Organic Promotion, Corporate Style

August 16th, 2004 · No Comments
by Booksquare

In an effort to save your bleary eyes, we will refrain from posting the husband’s thoughts on the music industry. Suffice to say, he has sufficient experience in various capacities to assure his views are well founded. Loud, but well founded. We will, however, summarize because his thesis is germane to our posting: the music industry doesn’t get it.

It is easy enough to extrapolate this rant to other entertainment industries. Just yesterday, we had an email exchange with a friend on the subject of promotion. We talked about how hit-and-run promotion doesn’t work — the online audience too jaded. Likewise, corporate shills posting as fans has been done to death.

The entertainment industry has for some years been going into chat rooms and message boards to promote its products. But Ms. [Robin] Bechtel [of Warner Brothers Records] said this kind of activity was not part of the Secret Machines [band caught in the fallout] campaign. She said the comments could have been posted independently by fans of the band who worked at the company.

Only an entertainment industry executive could say that with a straight face.

Making books, records, even films available to independent publications (we’re including blogs here) is a great way to build buzz. Trying to drive the editorial discussion from cushy corporate offices is generally not such a great buzz builder. The artist will be viewed with the same skepticism applied to the corporate entity:

“You can’t just dive headfirst into a subculture and expect it to bend over backwards to cater to your lame attempt at free advertising,” said Andrew Nosnitsky, a senior at George Washington University who writes about hip-hop on his blog at Mr. Nosnitsky also mocked Warner for sending a rock track to a hip-hop site.

This Internet thing has been around long enough that we would think someone in publishing or music or film would catch a clue. It is our belief that what we don’t get, we fear. And even the most tech-savvy junior executive is soon hypnotized by the corporate belief system (file sharing is bad, etc), and true opportunities are missed. Warner treated blogs in a manner they wouldn’t attempt with print publications (yes, hold your laughter, we’re painting with a broad brush here) — they tried to increase their odds in a dishonest and obvious manner. These are people who don’t understand the technology they seek to exploit. Planets have been known to blow up because of technological mistakes like that.

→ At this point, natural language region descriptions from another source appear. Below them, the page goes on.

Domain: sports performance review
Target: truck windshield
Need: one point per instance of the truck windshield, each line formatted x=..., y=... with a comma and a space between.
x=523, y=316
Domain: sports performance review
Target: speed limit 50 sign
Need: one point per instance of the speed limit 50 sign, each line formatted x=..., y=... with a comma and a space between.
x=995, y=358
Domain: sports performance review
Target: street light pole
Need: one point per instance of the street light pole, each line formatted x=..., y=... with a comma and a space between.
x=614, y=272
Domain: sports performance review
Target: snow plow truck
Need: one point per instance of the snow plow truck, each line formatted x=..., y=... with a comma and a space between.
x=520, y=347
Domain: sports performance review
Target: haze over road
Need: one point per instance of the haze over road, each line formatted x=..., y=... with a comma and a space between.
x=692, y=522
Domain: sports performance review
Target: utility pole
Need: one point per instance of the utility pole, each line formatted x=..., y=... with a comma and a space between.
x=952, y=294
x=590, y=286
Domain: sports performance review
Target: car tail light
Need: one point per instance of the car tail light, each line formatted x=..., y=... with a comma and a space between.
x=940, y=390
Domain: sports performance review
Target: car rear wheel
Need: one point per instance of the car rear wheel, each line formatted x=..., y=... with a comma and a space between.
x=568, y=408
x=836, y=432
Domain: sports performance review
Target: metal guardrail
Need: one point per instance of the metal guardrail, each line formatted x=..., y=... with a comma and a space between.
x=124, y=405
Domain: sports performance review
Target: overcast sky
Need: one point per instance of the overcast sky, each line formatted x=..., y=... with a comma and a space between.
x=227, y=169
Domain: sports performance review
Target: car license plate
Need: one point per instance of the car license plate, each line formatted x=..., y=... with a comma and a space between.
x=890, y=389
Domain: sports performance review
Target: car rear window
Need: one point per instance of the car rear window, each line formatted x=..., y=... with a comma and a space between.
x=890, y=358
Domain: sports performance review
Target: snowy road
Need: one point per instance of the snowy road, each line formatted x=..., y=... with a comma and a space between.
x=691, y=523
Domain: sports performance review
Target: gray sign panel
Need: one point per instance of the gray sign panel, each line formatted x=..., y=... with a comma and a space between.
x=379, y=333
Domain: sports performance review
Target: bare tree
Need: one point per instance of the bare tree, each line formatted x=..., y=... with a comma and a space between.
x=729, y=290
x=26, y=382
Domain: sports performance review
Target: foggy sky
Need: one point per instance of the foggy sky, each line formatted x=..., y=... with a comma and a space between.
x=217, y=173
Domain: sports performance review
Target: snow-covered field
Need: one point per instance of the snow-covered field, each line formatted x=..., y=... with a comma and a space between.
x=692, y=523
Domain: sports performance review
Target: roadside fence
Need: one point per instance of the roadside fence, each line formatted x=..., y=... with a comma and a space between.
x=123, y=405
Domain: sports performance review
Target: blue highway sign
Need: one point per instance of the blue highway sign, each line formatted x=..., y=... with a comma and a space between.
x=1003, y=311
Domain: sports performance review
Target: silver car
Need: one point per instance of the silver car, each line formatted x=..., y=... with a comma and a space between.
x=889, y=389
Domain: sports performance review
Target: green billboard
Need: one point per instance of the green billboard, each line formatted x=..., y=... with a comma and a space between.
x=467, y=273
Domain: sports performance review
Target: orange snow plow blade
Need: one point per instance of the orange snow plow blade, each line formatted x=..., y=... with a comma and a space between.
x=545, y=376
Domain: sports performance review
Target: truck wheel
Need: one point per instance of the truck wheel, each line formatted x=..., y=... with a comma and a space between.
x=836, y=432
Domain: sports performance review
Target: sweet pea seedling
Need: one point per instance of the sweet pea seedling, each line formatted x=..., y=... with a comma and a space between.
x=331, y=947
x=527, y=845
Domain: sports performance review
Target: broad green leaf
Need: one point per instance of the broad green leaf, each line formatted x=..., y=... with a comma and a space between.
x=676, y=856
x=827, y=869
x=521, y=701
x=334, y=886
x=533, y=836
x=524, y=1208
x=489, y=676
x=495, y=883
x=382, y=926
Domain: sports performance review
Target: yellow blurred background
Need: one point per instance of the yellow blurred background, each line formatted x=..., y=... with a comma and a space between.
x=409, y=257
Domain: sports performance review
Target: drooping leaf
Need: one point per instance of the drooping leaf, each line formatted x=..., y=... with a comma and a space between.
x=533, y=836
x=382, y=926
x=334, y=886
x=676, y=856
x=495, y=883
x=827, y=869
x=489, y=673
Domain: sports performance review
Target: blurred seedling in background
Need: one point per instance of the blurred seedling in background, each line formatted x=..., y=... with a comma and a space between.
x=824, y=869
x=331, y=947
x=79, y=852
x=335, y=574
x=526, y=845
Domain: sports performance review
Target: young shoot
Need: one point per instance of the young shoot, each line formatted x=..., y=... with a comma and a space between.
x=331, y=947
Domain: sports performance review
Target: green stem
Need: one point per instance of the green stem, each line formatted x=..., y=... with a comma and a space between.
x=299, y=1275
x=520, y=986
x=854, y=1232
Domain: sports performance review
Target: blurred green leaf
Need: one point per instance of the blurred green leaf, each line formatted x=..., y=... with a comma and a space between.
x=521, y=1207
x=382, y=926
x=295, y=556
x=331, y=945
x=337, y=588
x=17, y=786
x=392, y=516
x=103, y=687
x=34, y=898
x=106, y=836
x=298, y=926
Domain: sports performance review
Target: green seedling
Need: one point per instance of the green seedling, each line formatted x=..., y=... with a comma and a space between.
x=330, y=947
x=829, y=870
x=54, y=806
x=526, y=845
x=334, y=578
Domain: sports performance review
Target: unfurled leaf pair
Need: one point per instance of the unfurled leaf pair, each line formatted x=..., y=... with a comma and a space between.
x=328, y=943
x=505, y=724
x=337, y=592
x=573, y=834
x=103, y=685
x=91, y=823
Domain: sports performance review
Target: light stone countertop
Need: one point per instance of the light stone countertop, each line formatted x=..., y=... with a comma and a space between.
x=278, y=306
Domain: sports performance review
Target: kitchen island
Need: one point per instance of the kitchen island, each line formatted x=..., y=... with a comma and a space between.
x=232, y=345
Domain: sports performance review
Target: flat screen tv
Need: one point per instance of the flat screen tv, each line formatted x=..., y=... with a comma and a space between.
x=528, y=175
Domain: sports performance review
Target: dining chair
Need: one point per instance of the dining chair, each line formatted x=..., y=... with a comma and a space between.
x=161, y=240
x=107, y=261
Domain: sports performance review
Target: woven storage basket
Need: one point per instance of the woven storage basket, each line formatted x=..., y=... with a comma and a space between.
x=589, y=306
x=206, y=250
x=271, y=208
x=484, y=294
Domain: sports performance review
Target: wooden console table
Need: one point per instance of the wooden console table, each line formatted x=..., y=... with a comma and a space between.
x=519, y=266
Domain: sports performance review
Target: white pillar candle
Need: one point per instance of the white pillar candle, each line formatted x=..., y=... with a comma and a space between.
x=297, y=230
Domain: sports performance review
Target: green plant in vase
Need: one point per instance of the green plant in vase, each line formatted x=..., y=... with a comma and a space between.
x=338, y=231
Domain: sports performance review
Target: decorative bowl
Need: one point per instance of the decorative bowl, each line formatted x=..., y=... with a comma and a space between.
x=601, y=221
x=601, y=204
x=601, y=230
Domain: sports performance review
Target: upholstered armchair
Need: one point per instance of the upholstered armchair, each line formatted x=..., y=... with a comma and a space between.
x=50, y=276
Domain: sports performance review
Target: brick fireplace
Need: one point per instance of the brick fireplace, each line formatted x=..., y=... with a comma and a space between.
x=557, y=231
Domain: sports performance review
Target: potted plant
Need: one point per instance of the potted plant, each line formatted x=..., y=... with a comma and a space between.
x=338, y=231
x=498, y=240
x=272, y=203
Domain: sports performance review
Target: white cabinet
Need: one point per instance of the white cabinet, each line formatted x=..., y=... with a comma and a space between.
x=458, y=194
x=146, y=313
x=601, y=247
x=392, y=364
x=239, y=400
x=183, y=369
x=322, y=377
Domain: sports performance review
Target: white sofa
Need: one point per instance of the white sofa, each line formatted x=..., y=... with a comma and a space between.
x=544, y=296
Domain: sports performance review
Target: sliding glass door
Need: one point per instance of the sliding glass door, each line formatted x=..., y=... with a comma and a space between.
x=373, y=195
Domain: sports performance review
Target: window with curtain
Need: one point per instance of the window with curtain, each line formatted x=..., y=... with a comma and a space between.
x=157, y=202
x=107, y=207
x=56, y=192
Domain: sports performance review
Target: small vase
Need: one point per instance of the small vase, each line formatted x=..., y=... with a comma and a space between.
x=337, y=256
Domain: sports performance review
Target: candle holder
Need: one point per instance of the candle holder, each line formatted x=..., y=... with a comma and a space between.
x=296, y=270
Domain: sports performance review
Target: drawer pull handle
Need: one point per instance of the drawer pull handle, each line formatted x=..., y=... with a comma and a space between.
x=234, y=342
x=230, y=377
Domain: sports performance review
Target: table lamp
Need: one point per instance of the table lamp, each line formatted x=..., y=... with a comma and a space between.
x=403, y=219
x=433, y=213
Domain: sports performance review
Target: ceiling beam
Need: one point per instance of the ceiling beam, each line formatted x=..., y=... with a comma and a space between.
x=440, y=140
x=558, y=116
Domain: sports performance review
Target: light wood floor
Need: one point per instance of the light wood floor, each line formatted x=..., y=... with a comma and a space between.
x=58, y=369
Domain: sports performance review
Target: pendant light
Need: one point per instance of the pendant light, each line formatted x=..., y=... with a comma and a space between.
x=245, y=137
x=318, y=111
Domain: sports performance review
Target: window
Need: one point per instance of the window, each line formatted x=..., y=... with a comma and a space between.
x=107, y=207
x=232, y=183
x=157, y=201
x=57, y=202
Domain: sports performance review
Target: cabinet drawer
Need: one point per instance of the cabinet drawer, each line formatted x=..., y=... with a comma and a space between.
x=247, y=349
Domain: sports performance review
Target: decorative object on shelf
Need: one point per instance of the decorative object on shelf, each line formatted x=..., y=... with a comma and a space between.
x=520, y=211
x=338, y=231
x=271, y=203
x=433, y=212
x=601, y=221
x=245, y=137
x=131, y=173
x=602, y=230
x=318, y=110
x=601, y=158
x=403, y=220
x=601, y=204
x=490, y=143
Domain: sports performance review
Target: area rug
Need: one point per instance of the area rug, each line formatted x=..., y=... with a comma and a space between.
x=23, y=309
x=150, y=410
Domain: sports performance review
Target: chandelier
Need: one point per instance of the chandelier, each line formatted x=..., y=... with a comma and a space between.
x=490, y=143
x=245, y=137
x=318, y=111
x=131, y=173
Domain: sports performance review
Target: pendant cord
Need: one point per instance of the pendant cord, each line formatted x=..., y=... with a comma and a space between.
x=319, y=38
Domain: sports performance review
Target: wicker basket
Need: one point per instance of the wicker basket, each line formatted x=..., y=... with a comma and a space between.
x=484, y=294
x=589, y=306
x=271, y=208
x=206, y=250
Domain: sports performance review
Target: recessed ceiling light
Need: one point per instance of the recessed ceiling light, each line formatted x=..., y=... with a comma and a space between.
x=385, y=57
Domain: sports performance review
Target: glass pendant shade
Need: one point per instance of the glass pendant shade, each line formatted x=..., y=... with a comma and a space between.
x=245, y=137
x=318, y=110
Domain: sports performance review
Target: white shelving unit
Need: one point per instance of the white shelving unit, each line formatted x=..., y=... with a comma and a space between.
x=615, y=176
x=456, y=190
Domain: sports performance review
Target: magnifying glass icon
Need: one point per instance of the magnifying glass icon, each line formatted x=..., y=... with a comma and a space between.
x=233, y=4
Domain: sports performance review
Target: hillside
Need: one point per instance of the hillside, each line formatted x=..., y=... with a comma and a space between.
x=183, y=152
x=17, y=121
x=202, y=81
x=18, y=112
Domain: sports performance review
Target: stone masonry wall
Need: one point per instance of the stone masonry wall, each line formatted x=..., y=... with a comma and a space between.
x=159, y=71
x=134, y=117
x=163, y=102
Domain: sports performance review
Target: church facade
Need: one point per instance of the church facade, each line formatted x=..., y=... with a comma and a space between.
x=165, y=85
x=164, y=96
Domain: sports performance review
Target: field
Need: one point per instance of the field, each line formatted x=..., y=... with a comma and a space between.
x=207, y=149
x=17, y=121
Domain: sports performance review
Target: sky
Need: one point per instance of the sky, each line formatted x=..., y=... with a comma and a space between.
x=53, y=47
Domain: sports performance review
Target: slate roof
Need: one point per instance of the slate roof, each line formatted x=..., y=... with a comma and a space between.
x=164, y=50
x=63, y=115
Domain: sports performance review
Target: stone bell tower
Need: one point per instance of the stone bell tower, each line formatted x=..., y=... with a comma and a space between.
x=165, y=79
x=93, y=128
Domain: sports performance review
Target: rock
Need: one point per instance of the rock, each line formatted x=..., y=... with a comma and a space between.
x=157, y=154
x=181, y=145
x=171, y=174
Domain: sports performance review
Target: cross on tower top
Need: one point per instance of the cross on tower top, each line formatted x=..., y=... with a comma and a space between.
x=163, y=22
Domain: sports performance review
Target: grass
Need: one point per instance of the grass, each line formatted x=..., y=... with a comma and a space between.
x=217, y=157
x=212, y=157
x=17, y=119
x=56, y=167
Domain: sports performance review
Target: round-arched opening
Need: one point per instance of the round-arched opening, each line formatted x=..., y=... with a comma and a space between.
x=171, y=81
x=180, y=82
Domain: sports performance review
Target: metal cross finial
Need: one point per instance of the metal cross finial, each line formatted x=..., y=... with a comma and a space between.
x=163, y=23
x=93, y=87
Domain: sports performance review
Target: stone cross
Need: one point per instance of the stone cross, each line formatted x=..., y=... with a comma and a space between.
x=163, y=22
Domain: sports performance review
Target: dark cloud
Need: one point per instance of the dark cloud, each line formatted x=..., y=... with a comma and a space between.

The Secret Machines, and we’ve heard enough of their music to have a neutral opinion of them, face the same problem midlist authors face: lots of products, few venues for breaking out of the pack. Word-of-mouth is the best selling tool available in tihs situation. If only certain entities understood that word of mouth isn’t quite defined as words coming from the mouth of the vice-president in charge of promoting this artist.